During the first day, I was asked how do I pronounce my name. I laughed it off initially, saying I've been called a million different names and it really doesn't matter anymore. My team, of five practitioners told me No, that it mattered, and they wanted to get it right. So, I told them what I tell everyone "Aw-Med" is the way to pronounce it. For the rest of the three hours, this slightly bothered me, and I carried it with me into the evening and even the next morning. 

The next day, deciding to start a new chapter in my life, I decided that they would say my name right. So, for the first five minutes or so we practiced to say Ah-mad, the way it was supposed to, in a way where it actually has a meaning and is not just another way for me to fit in in Western Society. I explained to them that my name had to change when I was twelve, when we moved to Canada, and no one could pronounce my name, and how wanting to be White, I kept up the American/Canadian version of the name, but it is not my name. 
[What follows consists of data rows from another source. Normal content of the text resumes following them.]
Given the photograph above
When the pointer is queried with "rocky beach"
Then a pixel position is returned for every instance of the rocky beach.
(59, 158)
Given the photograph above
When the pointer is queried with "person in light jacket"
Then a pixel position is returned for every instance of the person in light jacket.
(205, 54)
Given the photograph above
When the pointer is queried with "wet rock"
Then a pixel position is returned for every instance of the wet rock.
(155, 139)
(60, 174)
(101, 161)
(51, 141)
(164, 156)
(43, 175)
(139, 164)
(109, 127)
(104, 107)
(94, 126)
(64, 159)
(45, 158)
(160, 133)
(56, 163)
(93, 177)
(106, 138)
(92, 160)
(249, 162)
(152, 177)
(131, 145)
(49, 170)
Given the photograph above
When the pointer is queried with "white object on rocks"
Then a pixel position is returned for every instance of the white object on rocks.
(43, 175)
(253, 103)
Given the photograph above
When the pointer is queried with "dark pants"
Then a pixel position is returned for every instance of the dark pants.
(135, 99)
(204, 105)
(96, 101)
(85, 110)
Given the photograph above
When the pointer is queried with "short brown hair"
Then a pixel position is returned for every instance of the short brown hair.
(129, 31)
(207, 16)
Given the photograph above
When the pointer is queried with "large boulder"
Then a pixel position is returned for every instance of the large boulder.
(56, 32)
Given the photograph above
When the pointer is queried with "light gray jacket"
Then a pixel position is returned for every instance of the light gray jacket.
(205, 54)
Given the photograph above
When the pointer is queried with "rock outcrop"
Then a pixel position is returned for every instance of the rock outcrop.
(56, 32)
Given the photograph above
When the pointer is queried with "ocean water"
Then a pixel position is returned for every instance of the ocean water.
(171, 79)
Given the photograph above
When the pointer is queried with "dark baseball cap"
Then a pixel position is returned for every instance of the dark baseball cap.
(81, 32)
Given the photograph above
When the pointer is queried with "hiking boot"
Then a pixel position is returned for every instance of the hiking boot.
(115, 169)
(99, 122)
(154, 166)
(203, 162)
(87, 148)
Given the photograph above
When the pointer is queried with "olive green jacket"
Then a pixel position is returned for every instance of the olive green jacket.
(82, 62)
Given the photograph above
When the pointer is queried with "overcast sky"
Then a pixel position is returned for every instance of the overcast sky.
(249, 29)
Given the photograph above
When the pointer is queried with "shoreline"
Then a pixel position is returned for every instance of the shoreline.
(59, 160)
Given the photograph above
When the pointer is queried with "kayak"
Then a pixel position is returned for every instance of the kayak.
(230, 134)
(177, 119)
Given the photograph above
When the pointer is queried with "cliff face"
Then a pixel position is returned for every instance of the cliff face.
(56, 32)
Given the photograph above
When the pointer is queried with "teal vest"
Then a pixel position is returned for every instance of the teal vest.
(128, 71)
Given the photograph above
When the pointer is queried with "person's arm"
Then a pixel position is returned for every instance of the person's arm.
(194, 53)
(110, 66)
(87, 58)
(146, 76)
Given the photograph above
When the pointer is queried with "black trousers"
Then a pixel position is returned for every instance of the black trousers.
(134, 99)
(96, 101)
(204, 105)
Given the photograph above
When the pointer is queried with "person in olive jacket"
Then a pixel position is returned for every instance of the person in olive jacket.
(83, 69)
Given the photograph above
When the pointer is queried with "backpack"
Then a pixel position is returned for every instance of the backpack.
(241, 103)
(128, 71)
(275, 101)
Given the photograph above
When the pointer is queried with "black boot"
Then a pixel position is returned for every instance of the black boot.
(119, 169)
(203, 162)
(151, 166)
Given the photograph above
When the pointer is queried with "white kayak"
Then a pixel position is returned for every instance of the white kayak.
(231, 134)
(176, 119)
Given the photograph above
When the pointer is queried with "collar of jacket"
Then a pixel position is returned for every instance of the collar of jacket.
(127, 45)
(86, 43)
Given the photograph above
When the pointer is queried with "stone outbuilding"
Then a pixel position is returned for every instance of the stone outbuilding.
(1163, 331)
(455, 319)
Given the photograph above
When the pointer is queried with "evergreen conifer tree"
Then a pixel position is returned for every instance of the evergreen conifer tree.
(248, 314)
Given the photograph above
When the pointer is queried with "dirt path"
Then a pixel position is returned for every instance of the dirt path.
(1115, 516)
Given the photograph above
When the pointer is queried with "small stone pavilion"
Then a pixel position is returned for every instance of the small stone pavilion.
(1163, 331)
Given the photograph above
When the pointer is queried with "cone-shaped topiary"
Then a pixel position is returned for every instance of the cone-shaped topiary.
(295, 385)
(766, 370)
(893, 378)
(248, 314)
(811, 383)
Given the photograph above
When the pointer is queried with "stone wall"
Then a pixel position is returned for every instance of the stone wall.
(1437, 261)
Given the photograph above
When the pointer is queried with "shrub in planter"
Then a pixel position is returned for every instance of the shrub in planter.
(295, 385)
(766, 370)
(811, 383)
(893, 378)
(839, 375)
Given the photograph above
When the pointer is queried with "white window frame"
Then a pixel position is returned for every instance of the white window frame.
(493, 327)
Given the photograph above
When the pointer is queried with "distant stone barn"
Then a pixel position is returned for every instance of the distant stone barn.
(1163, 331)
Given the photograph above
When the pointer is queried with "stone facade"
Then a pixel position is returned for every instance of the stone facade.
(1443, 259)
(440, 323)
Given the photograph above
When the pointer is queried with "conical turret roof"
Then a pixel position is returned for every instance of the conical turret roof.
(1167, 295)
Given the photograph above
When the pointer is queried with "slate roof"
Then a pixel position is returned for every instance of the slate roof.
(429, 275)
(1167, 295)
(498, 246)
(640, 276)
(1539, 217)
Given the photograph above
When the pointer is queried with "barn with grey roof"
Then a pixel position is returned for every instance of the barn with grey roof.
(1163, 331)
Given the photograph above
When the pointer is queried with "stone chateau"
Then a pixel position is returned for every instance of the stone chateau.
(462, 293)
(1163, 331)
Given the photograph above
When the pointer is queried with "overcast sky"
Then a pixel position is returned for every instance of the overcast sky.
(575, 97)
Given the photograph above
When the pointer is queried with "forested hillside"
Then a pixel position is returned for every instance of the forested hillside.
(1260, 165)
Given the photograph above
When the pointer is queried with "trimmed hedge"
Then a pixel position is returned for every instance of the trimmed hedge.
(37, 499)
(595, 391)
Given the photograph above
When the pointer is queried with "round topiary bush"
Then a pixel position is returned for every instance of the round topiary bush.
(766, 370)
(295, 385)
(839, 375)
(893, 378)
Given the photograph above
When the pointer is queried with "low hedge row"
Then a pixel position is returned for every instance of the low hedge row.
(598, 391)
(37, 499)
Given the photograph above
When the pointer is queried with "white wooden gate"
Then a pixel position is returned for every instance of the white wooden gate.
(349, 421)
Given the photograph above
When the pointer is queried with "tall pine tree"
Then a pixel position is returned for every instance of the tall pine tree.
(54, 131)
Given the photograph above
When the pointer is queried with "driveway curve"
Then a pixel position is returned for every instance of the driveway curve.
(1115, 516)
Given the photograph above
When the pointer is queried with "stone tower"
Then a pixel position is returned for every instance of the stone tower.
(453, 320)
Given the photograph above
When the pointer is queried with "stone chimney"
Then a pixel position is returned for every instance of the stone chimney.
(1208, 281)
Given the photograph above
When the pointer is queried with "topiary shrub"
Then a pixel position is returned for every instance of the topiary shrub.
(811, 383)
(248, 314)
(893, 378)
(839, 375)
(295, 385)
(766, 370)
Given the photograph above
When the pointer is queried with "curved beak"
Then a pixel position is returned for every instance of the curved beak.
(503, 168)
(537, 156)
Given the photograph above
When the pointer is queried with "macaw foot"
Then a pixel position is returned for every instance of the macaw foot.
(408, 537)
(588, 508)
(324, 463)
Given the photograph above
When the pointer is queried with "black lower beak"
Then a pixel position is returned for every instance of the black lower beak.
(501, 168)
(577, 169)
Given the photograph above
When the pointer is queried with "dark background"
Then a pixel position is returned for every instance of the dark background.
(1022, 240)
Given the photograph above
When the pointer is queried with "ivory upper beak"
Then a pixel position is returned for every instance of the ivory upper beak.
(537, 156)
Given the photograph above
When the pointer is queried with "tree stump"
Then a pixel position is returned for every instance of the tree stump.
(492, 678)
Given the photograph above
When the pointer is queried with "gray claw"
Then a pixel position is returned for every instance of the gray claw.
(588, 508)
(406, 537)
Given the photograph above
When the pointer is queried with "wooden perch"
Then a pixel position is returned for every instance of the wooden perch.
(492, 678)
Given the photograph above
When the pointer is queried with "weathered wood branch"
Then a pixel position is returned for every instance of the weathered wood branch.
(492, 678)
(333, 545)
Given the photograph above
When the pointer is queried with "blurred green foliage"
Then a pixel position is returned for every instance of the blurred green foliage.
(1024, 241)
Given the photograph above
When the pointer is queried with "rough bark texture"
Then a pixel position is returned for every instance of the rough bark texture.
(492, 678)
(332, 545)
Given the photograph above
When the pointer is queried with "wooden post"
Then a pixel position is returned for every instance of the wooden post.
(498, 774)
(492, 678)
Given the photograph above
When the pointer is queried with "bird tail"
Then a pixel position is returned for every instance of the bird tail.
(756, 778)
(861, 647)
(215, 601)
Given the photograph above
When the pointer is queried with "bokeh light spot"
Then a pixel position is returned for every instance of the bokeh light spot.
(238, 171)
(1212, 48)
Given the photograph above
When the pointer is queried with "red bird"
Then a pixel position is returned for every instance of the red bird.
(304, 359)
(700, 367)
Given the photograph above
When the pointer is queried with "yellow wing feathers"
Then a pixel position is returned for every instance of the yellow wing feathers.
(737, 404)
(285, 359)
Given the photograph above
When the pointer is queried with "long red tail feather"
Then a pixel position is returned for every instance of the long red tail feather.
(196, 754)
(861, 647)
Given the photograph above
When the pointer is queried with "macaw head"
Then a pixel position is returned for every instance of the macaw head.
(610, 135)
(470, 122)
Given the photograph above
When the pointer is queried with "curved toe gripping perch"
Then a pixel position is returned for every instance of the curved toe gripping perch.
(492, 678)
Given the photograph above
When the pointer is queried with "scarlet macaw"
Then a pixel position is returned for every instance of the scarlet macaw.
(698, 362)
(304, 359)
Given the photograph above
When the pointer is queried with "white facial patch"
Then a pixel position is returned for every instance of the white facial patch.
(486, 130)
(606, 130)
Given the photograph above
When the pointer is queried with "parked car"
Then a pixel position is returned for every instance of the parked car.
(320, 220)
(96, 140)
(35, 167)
It should not be my responsibility to teach you how to say my name properly, but I will start correcting you if we're going to have an actual relationship. Even though hearing Akh-med is going to sting, I will continue to tell you I am wrong. If you don't want to put in some work to pronounce my name properly, then you probably won't put in any effort to make our relationship work. 

It might seem like I am making a big deal out of nothing, but there's no belonging in a world that can't even pronounce your name. There are plenty of studies about how psychologically damaging constantly mispronouncing names can be. And it's so simple, just go to www.pronouncenames.com; even they pronounce my name right. 

Recently, on my trip around the United States, as I was going through White Supremacist areas (most of the places I passed) I had a stay alive name, and I realized how much of my identity is associated with my name. Without my name, and without the sun, I am basically a White Male. But that's not me. I am a Palestinian with Sun Kissed Skin and a name that's literally filled with praise. Who are you to take that away from me?

If you're in a similar position, here a few things you must be aware of before deciding to take ownership of your name:

1) You will get push back. There's a reason many of our names, despite being worn by possibly hundreds of millions of others, are still not pronounced correctly. White Supremacy affects us in almost every way. Preventing us from having our real names, something that holds so much of our humanity, is another way the system controls us. Not everyone will support your Self-Actualization. 

2) Be Safe. Your difference is far more noticeable with a clearly foreign name. My name is so incredibly easy to recognize, but not everyone will. I was literally told today 'wow, I love unique names'. Clearly this person did not realize that I have one of the most common names in the world. 

3) Set an example for others. No, I am not talking about constantly repeating your name. I am saying that you need to also be accounting for possibly not appreciating everyone's names. In a White Supremacist society we are taught that pronouncing a predominantly white name wrong is the end of the world, but if it's a foreign name then that's that person's problem. There's power to names, be a Safe individual. 

People say the eyes are the window to the soul, well, sometimes, names are the windows to our identities.